Suffolk County Community College English professors spoke about the rise of AI chatbots, which can write a paper in moments. Although there is concern of plagiarism, English professors expressed hope that innovative teaching techniques will emerge. Credit: Tom Lambui

Long Island colleges are abuzz over the new writing app ChatGPT, which has prompted fresh debates on the use of artificial intelligence in the classroom and led some instructors to change their teaching methods to prevent students from using the app to cheat.

The ChatGPT app, which can instantly produce a college-level essay from a single prompt, has gone viral since its release by the company OpenAI in November. As teachers and administrators grapple with the implications of such apps, the issue has moved to the center of national discourse.

College instructors and administrators across Long Island say discussion about the new app has blown up their email chains, prompted a bevy of faculty forums, and at one school, spurred an addition to the academic integrity policy.

ChatGPT and other artificial intelligence apps also have prompted the emergence of apps to detect their writing.  

"The problem with apps like ChatGPT is that they eliminate thinking," said Alan Singer, a professor of education at Hofstra University in Hempstead. "We want students to gather evidence and evaluate it. … I think the use of [ChatGPT] should be considered plagiarism."

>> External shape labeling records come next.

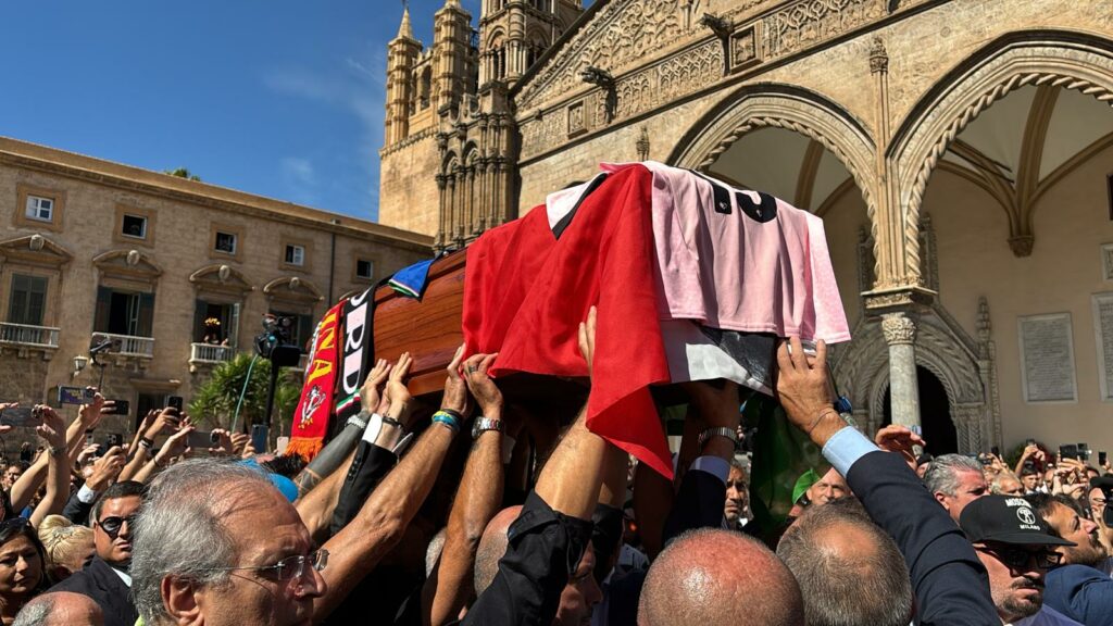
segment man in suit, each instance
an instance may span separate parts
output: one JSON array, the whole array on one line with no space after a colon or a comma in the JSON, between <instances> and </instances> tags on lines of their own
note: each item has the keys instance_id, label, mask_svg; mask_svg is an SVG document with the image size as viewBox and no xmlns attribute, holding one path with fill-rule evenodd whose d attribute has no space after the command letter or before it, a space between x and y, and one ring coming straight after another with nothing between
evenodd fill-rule
<instances>
[{"instance_id":1,"label":"man in suit","mask_svg":"<svg viewBox=\"0 0 1113 626\"><path fill-rule=\"evenodd\" d=\"M904 555L916 595L917 624L999 624L985 566L908 464L915 462L912 443L919 438L904 432L902 457L881 451L847 424L833 407L824 342L811 358L794 338L778 348L777 365L777 395L789 421L823 449L870 519Z\"/></svg>"},{"instance_id":2,"label":"man in suit","mask_svg":"<svg viewBox=\"0 0 1113 626\"><path fill-rule=\"evenodd\" d=\"M92 598L105 613L105 626L132 626L139 617L131 599L131 525L144 486L131 480L112 485L93 505L92 537L97 554L85 569L55 585Z\"/></svg>"}]
</instances>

But the widespread condemnation that initially greeted ChatGPT has been countered by advocates who argue it can be used as a learning tool. The app can help craft emails, letters, cover letters, songs, business plans and tweets. It can, they say, help students structure their thoughts as part of larger research and even help teachers create lesson plans.

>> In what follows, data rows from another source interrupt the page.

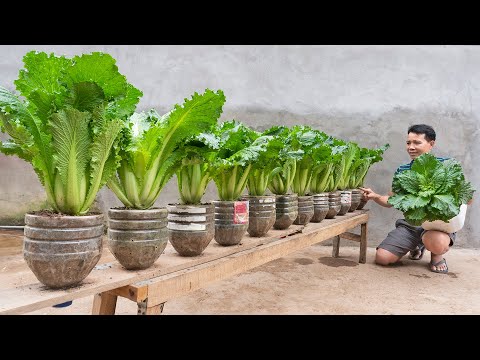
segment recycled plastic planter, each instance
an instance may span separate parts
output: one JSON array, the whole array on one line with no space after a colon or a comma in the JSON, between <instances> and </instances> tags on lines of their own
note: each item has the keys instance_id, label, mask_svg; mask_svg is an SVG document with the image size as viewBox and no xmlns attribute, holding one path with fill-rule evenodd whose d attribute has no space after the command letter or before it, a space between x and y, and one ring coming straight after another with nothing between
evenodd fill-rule
<instances>
[{"instance_id":1,"label":"recycled plastic planter","mask_svg":"<svg viewBox=\"0 0 480 360\"><path fill-rule=\"evenodd\" d=\"M181 256L200 255L215 235L212 203L201 205L169 204L168 236Z\"/></svg>"},{"instance_id":2,"label":"recycled plastic planter","mask_svg":"<svg viewBox=\"0 0 480 360\"><path fill-rule=\"evenodd\" d=\"M310 220L319 223L327 216L328 209L328 193L320 193L313 195L313 217Z\"/></svg>"},{"instance_id":3,"label":"recycled plastic planter","mask_svg":"<svg viewBox=\"0 0 480 360\"><path fill-rule=\"evenodd\" d=\"M80 284L100 260L103 220L25 214L23 257L37 279L53 289Z\"/></svg>"},{"instance_id":4,"label":"recycled plastic planter","mask_svg":"<svg viewBox=\"0 0 480 360\"><path fill-rule=\"evenodd\" d=\"M340 191L332 191L328 193L328 212L325 219L334 219L341 209Z\"/></svg>"},{"instance_id":5,"label":"recycled plastic planter","mask_svg":"<svg viewBox=\"0 0 480 360\"><path fill-rule=\"evenodd\" d=\"M167 243L167 209L108 210L108 248L125 269L149 268Z\"/></svg>"},{"instance_id":6,"label":"recycled plastic planter","mask_svg":"<svg viewBox=\"0 0 480 360\"><path fill-rule=\"evenodd\" d=\"M213 204L215 241L223 246L239 244L248 229L248 201L216 200Z\"/></svg>"},{"instance_id":7,"label":"recycled plastic planter","mask_svg":"<svg viewBox=\"0 0 480 360\"><path fill-rule=\"evenodd\" d=\"M340 210L337 215L345 215L352 206L352 192L349 190L340 191Z\"/></svg>"},{"instance_id":8,"label":"recycled plastic planter","mask_svg":"<svg viewBox=\"0 0 480 360\"><path fill-rule=\"evenodd\" d=\"M243 200L248 201L248 234L252 237L264 236L276 220L275 195L248 195Z\"/></svg>"},{"instance_id":9,"label":"recycled plastic planter","mask_svg":"<svg viewBox=\"0 0 480 360\"><path fill-rule=\"evenodd\" d=\"M358 206L360 205L360 202L362 201L362 192L359 189L352 189L352 199L351 199L351 205L350 209L348 209L348 212L354 212L355 210L358 209Z\"/></svg>"},{"instance_id":10,"label":"recycled plastic planter","mask_svg":"<svg viewBox=\"0 0 480 360\"><path fill-rule=\"evenodd\" d=\"M360 191L360 204L358 204L357 210L362 210L365 204L367 203L367 200L363 199L363 190L359 189L359 191Z\"/></svg>"},{"instance_id":11,"label":"recycled plastic planter","mask_svg":"<svg viewBox=\"0 0 480 360\"><path fill-rule=\"evenodd\" d=\"M298 216L298 195L275 195L275 212L276 219L273 228L288 229Z\"/></svg>"},{"instance_id":12,"label":"recycled plastic planter","mask_svg":"<svg viewBox=\"0 0 480 360\"><path fill-rule=\"evenodd\" d=\"M305 195L298 197L298 215L293 222L296 225L307 225L313 217L313 196Z\"/></svg>"}]
</instances>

The national discussion recently found its way to a dinner debate between Singer and his grandson, Gideon Weiner, a SUNY New Paltz student. Weiner said it's inevitable that such a powerful piece of technology will become mainstream. He compared the controversy to the initial resistance against using calculators and the internet for assignments.

"Just like the internet and a lot of other technology, we should use it as a tool to prepare students for the real world," Weiner, 18, recalled telling his grandfather. "I use it to help me. I don't use it to cheat."

For example, Weiner said, he was struggling to understand the concept of an "equity formula" for his math course and asked ChatGPT for an explanation. He had an answer in seconds, he said. 

Singer, for his part, says he employs safeguards to ensure that a student is the one doing the thinking for a research paper. He has students submit an initial outline and a draft, all the while citing their references, he said.

For now, hardly a day passes without some news about ChatGPT. The app has reached an estimated 100 million monthly active users, making it the fastest-growing consumer internet application in history, according to a recent study by UBS, a multinational investment bank and financial services company.

Microsoft last month announced it was making a “multiyear, multibillion-dollar” investment in OpenAI.

The New York City Department of Education blocked the use of ChatGPT by students and staff. 

OpenAI allows people to use ChatGPT for free, but the company recently announced a new plan, called ChatGPT Plus, which will charge subscribers $20 a month and provide priority at busy times and access to new features.

Lee Blackstone, an associate sociology professor at SUNY Old Westbury, said he caught a student using ChatGPT last month during an exam for an online course on Drugs and Society.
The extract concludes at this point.